379. Design Phone Directory 🔒

Description

Design a phone directory that initially has maxNumbers empty slots that can store numbers. The directory should store numbers, check if a certain slot is empty or not, and empty a given slot.

Implement the PhoneDirectory class:

PhoneDirectory(int maxNumbers) Initializes the phone directory with the number of available slots maxNumbers.
int get() Provides a number that is not assigned to anyone. Returns -1 if no number is available.
bool check(int number) Returns true if the slot number is available and false otherwise.
void release(int number) Recycles or releases the slot number.

Example 1:

Input
["PhoneDirectory", "get", "get", "check", "get", "check", "release", "check"]
[[3], [], [], [2], [], [2], [2], [2]]
Output
[null, 0, 1, true, 2, false, null, true]

Explanation
PhoneDirectory phoneDirectory = new PhoneDirectory(3);
phoneDirectory.get();      // It can return any available phone number. Here we assume it returns 0.
phoneDirectory.get();      // Assume it returns 1.
phoneDirectory.check(2);   // The number 2 is available, so return true.
phoneDirectory.get();      // It returns 2, the only number that is left.
phoneDirectory.check(2);   // The number 2 is no longer available, so return false.
phoneDirectory.release(2); // Release number 2 back to the pool.
phoneDirectory.check(2);   // Number 2 is available again, return true.

Constraints:

1 <= maxNumbers <= 10⁴
0 <= number < maxNumbers
At most 2 * 10⁴ calls will be made to get, check, and release.

Solutions

Solution 1: Hash Table

We can use a hash set available to store unallocated phone numbers. Initially, the hash set contains [0, 1, 2, ..., maxNumbers - 1].

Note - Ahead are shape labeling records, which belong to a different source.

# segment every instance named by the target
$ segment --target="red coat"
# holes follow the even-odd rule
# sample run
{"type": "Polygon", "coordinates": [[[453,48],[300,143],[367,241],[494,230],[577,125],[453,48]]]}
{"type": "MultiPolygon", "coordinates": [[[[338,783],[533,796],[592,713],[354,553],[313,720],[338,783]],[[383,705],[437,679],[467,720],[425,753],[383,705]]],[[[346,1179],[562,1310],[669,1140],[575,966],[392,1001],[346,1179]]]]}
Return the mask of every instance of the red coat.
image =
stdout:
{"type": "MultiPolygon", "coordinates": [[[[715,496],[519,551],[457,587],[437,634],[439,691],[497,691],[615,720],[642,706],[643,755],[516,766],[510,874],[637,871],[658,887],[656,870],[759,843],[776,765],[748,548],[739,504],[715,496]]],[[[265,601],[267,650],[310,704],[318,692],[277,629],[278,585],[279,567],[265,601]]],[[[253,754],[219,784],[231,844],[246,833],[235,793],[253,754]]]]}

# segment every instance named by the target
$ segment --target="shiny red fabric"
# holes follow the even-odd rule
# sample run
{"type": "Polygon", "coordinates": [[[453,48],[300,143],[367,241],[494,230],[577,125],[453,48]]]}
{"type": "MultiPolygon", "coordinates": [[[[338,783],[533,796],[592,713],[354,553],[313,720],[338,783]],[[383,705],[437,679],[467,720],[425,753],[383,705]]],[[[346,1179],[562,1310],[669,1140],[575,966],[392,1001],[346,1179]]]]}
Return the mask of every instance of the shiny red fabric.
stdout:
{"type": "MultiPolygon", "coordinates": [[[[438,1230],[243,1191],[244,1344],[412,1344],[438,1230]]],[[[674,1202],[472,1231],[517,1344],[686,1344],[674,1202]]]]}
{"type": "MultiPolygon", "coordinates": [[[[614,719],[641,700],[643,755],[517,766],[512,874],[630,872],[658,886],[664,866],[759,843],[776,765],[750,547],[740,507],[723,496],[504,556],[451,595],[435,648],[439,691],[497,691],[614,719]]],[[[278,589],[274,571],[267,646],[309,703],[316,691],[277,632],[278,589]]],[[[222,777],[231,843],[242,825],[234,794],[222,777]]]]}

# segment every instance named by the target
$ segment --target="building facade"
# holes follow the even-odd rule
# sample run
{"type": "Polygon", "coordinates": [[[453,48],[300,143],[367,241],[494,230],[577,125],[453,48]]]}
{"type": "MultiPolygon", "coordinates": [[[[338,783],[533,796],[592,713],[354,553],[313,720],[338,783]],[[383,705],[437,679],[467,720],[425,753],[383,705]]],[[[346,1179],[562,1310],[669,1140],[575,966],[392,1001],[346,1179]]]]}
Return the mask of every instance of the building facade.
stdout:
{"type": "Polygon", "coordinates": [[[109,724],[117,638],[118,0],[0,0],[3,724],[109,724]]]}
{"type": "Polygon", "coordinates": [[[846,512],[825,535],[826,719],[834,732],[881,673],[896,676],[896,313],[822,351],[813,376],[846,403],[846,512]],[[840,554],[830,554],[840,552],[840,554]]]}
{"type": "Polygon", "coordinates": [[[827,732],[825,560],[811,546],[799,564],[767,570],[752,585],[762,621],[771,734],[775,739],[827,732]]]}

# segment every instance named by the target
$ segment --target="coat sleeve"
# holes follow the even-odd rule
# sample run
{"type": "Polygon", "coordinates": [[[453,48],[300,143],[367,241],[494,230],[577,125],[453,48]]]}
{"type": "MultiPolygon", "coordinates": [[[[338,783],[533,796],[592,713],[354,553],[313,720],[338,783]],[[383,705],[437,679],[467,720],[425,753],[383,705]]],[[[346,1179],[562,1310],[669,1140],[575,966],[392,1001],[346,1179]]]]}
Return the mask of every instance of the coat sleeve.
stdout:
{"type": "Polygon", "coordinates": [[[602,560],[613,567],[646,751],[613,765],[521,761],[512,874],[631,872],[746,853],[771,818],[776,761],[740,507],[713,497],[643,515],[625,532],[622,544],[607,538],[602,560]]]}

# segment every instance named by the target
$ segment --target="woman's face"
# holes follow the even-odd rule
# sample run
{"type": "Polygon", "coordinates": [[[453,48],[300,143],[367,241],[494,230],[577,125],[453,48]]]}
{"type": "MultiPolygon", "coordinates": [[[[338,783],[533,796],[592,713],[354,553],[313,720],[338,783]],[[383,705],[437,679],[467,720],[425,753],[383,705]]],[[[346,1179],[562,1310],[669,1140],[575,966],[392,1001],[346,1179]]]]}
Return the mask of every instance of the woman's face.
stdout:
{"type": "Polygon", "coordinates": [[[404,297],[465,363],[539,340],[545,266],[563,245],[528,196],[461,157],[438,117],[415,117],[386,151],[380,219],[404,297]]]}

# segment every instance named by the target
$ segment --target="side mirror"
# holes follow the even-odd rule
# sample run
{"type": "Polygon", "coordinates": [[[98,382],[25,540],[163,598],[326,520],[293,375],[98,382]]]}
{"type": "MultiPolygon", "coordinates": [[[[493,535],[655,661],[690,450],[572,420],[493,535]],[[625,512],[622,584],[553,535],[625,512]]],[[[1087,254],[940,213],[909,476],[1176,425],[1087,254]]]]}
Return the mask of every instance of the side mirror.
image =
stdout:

When the get method is called, we take an unallocated phone number from available. If available is empty, we return -1. The time complexity is $O(1)$.

When the check method is called, we just need to check whether number is in available. The time complexity is $O(1)$.

When the release method is called, we add number to available. The time complexity is $O(1)$.

The space complexity is $O(n)$, where $n$ is the value of maxNumbers.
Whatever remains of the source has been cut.